Lines like these can be difficult to read, especially because recollections of Dorothy’s warmth—and her fear for her son—recur throughout Brother & Sister. The book sometimes reads as a somber companion to parts of Then Again, Keaton’s first memoir, which focused on her relationship with her mother. Published nearly 10 years ago, Then Again also saw Keaton pulling heavily from her mother’s archives, often quoting lengthy excerpts from the letters that the two wrote to one another. But Then Again was a memoir steeped in familiarity; Brother & Sister is an excavation. “It was also an opportunity to look more at what Mom wrote about Randy,” Keaton said of writing her new book. “I think that Randy was really the love of her life, but also the concern of her life. She was just trying to find a path to somehow save Randy.”
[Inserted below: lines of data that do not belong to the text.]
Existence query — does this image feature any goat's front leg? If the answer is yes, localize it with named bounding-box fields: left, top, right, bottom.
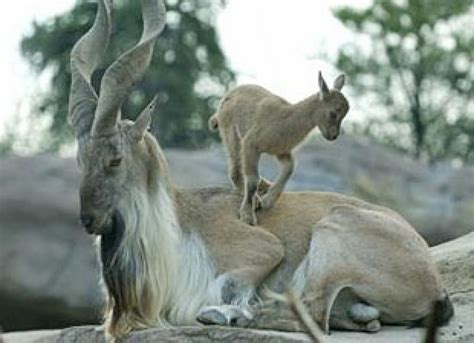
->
left=260, top=154, right=295, bottom=209
left=240, top=140, right=260, bottom=225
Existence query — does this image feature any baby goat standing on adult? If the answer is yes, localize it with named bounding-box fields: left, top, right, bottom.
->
left=209, top=72, right=349, bottom=225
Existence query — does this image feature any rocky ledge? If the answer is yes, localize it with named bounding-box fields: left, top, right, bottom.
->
left=0, top=232, right=474, bottom=343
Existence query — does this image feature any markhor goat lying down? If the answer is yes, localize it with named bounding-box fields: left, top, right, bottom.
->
left=209, top=72, right=349, bottom=225
left=69, top=0, right=453, bottom=337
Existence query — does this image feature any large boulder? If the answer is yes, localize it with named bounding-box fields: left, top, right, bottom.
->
left=4, top=232, right=474, bottom=343
left=0, top=137, right=474, bottom=330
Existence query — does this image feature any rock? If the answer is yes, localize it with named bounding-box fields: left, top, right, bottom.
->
left=0, top=136, right=474, bottom=331
left=4, top=232, right=474, bottom=343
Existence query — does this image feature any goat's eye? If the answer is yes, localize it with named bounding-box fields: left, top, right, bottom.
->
left=109, top=158, right=122, bottom=167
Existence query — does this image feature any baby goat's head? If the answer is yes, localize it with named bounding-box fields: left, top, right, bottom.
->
left=318, top=72, right=349, bottom=141
left=69, top=0, right=165, bottom=234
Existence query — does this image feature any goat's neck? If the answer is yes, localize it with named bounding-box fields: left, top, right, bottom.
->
left=291, top=93, right=324, bottom=133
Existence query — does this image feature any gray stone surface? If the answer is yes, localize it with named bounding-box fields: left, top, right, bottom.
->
left=0, top=137, right=474, bottom=330
left=3, top=228, right=474, bottom=343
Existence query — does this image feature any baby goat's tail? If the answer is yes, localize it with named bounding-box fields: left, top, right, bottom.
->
left=208, top=114, right=219, bottom=131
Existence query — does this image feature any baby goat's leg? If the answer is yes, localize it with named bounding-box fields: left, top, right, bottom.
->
left=260, top=154, right=295, bottom=209
left=240, top=139, right=260, bottom=225
left=225, top=131, right=244, bottom=192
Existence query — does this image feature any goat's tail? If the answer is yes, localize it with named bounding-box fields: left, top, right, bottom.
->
left=424, top=294, right=454, bottom=343
left=208, top=114, right=219, bottom=131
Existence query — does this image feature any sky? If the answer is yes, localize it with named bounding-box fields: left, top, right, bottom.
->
left=0, top=0, right=371, bottom=144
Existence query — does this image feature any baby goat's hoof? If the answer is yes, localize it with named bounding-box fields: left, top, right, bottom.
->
left=259, top=193, right=275, bottom=210
left=365, top=319, right=382, bottom=332
left=240, top=211, right=257, bottom=226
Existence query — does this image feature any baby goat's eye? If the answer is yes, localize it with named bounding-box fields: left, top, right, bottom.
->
left=109, top=158, right=122, bottom=168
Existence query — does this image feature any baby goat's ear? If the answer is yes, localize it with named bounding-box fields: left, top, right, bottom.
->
left=318, top=72, right=329, bottom=99
left=130, top=97, right=157, bottom=143
left=333, top=74, right=346, bottom=91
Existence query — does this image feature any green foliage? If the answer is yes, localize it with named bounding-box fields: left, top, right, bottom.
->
left=21, top=0, right=234, bottom=149
left=334, top=0, right=474, bottom=163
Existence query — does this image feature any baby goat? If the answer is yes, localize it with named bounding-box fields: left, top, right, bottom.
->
left=209, top=72, right=349, bottom=225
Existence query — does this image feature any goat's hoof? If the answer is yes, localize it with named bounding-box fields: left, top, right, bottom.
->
left=196, top=308, right=227, bottom=325
left=365, top=319, right=382, bottom=332
left=196, top=305, right=252, bottom=327
left=240, top=211, right=257, bottom=226
left=259, top=193, right=275, bottom=210
left=257, top=178, right=273, bottom=195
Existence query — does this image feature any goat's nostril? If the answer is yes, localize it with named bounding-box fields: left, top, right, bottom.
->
left=80, top=215, right=94, bottom=228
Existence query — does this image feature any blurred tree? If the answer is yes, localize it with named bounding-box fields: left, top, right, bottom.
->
left=21, top=0, right=234, bottom=150
left=334, top=0, right=474, bottom=162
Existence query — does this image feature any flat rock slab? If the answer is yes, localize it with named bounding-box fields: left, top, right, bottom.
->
left=0, top=232, right=474, bottom=343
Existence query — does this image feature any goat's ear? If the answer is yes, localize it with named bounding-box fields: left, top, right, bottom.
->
left=318, top=72, right=329, bottom=99
left=130, top=97, right=157, bottom=142
left=333, top=74, right=346, bottom=91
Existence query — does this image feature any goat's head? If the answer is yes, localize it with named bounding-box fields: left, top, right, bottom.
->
left=69, top=0, right=165, bottom=234
left=318, top=72, right=349, bottom=141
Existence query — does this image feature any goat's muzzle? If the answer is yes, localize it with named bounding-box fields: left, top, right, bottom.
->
left=80, top=213, right=112, bottom=235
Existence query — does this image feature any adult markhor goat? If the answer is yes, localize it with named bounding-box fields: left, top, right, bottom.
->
left=70, top=0, right=452, bottom=337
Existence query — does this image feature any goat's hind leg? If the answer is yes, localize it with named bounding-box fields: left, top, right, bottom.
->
left=240, top=137, right=260, bottom=225
left=260, top=154, right=295, bottom=209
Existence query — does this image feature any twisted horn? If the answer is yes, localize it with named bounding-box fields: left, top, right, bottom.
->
left=69, top=0, right=111, bottom=137
left=92, top=0, right=166, bottom=134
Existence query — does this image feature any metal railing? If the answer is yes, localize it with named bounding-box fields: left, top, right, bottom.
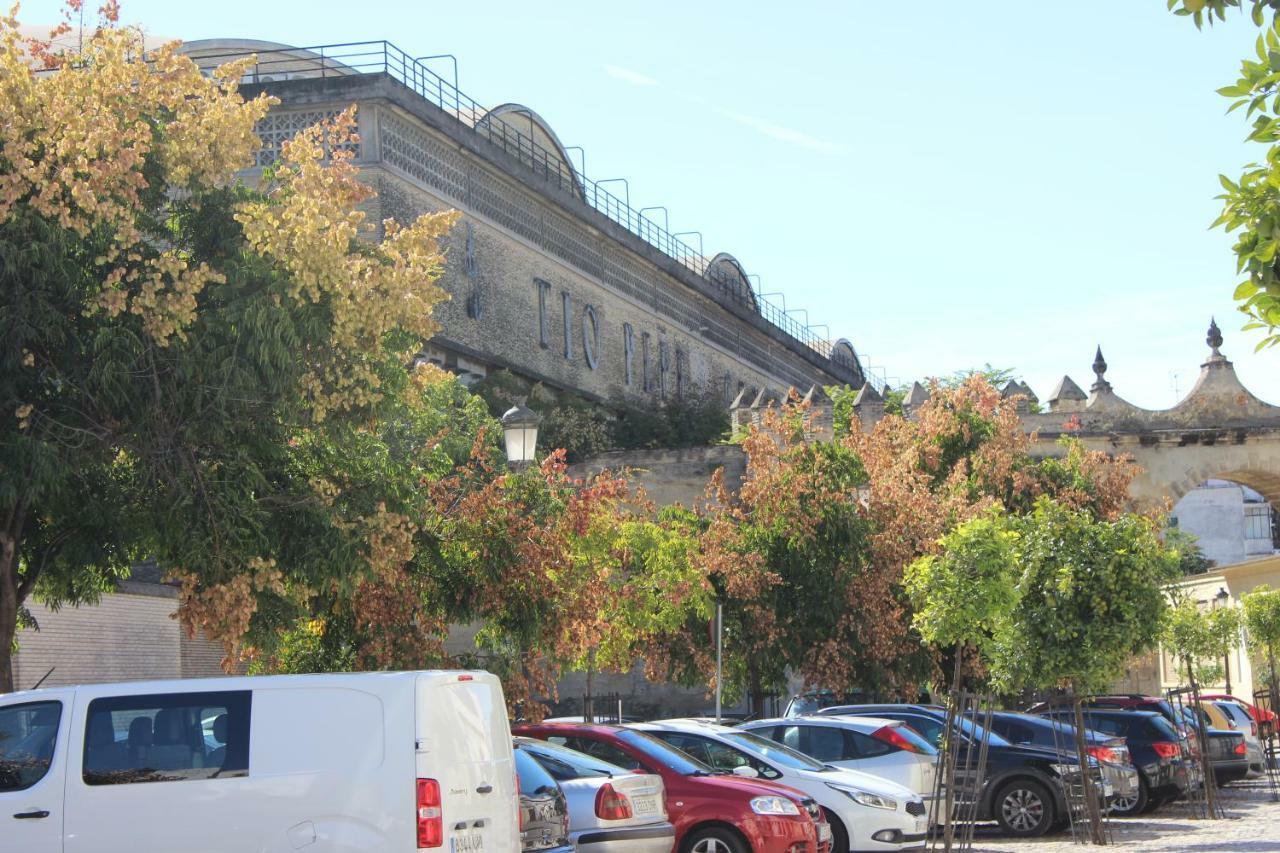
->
left=192, top=41, right=869, bottom=368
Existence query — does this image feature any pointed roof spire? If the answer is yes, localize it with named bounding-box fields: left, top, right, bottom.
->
left=1089, top=346, right=1111, bottom=393
left=854, top=382, right=884, bottom=406
left=902, top=382, right=929, bottom=409
left=1204, top=318, right=1226, bottom=361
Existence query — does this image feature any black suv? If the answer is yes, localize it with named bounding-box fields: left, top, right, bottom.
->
left=817, top=704, right=1102, bottom=838
left=1041, top=708, right=1194, bottom=816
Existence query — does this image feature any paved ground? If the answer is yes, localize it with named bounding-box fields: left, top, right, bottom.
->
left=973, top=783, right=1280, bottom=853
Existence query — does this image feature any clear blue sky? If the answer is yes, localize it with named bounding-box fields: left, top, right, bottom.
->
left=20, top=0, right=1280, bottom=407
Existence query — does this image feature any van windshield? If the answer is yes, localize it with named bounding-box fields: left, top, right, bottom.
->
left=617, top=729, right=717, bottom=776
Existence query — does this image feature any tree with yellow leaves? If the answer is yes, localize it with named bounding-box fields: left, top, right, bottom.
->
left=0, top=0, right=460, bottom=692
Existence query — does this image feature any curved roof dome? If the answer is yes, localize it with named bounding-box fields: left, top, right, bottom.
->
left=475, top=104, right=585, bottom=199
left=178, top=38, right=360, bottom=83
left=703, top=252, right=760, bottom=311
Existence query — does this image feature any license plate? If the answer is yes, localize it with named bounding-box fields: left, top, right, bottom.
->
left=631, top=795, right=658, bottom=815
left=449, top=833, right=484, bottom=853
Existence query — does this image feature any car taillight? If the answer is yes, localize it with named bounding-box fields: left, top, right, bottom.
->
left=516, top=774, right=525, bottom=833
left=872, top=726, right=920, bottom=752
left=1084, top=747, right=1120, bottom=765
left=417, top=779, right=444, bottom=849
left=595, top=783, right=631, bottom=821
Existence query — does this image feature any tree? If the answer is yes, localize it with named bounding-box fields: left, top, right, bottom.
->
left=1240, top=584, right=1280, bottom=707
left=645, top=401, right=885, bottom=710
left=991, top=497, right=1178, bottom=695
left=1164, top=596, right=1240, bottom=689
left=0, top=4, right=453, bottom=690
left=1169, top=0, right=1280, bottom=350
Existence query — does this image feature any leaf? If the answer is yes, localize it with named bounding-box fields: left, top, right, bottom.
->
left=1231, top=279, right=1258, bottom=300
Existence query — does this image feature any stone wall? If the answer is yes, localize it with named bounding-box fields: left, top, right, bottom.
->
left=235, top=74, right=861, bottom=405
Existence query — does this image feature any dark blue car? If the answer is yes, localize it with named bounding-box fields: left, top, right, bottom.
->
left=1041, top=708, right=1192, bottom=816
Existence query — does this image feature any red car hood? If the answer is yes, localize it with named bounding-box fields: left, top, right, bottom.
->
left=699, top=775, right=809, bottom=802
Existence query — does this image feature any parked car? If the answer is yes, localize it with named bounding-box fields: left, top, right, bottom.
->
left=819, top=704, right=1106, bottom=838
left=516, top=722, right=831, bottom=853
left=632, top=720, right=929, bottom=853
left=515, top=738, right=676, bottom=853
left=974, top=711, right=1138, bottom=813
left=739, top=717, right=938, bottom=802
left=0, top=671, right=520, bottom=853
left=1042, top=708, right=1196, bottom=817
left=515, top=748, right=573, bottom=853
left=1201, top=693, right=1277, bottom=738
left=1211, top=699, right=1266, bottom=776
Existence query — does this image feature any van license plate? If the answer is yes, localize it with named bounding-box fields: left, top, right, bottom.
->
left=631, top=794, right=658, bottom=815
left=449, top=833, right=484, bottom=853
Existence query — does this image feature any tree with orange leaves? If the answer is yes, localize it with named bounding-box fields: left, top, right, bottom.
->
left=0, top=0, right=453, bottom=692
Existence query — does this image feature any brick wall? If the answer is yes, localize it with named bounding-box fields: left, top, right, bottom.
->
left=14, top=581, right=230, bottom=689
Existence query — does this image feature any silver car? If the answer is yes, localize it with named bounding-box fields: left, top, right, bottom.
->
left=515, top=738, right=676, bottom=853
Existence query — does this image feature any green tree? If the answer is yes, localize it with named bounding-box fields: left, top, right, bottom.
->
left=1169, top=0, right=1280, bottom=350
left=1240, top=584, right=1280, bottom=698
left=0, top=11, right=453, bottom=690
left=991, top=497, right=1178, bottom=695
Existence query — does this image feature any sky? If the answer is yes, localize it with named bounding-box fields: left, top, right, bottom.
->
left=20, top=0, right=1280, bottom=409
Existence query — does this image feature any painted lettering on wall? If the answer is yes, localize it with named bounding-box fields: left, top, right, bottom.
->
left=582, top=305, right=600, bottom=370
left=658, top=341, right=671, bottom=400
left=561, top=291, right=573, bottom=359
left=640, top=332, right=652, bottom=393
left=534, top=278, right=552, bottom=350
left=622, top=323, right=636, bottom=386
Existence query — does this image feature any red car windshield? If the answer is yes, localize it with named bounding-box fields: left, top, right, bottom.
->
left=617, top=729, right=717, bottom=776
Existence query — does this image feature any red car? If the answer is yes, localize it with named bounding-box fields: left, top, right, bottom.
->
left=512, top=722, right=831, bottom=853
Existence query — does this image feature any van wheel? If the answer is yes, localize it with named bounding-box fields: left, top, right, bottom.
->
left=822, top=808, right=852, bottom=853
left=1111, top=776, right=1160, bottom=817
left=684, top=826, right=749, bottom=853
left=992, top=779, right=1053, bottom=838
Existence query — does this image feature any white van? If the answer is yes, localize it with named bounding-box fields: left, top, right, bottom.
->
left=0, top=671, right=520, bottom=853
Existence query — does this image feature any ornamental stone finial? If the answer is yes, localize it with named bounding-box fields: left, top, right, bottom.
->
left=1204, top=318, right=1222, bottom=359
left=1089, top=346, right=1111, bottom=393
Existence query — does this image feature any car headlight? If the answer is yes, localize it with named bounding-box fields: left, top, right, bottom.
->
left=827, top=783, right=897, bottom=812
left=751, top=797, right=800, bottom=816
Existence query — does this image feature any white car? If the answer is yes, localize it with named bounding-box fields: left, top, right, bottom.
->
left=630, top=720, right=929, bottom=853
left=739, top=717, right=938, bottom=802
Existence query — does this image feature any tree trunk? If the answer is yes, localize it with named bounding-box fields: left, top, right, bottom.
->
left=746, top=666, right=764, bottom=716
left=0, top=533, right=18, bottom=693
left=1064, top=684, right=1107, bottom=845
left=1183, top=656, right=1217, bottom=818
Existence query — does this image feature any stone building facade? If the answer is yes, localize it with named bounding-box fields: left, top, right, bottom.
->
left=177, top=40, right=864, bottom=407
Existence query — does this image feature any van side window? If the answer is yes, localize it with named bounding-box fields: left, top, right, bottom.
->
left=83, top=690, right=252, bottom=785
left=0, top=702, right=63, bottom=792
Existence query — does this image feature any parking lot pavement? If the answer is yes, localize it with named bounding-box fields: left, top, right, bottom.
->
left=973, top=783, right=1280, bottom=853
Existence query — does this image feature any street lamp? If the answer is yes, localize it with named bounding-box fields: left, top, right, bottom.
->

Diane Keaton Book Brother And Sister

Keaton, on the other hand, doesn’t try to save her brother. Instead, she affirms the sanctity of his imagination, even its darkest corners. After printing a disturbing confession Randy once sent her in a letter, which she’d never revealed to anyone prior, Keaton resists pathologizing her brother: “I felt he had a right to his fantasies,” she writes. “After all, I was someone who played parts, living out fantasies in the safe realm of movies.” The siblings’ respective dreams were quite different, of course, but such unlikely comparisons make up Brother & Sister’s most moving moments. Sibling relationships can be particularly hard to navigate without reliable social scripts. But Keaton seems to have arrived at these connections, and at the complicated tenderness required to conceive of such closeness, in part because she first looked outside herself—and her own memories of Randy—to better see him.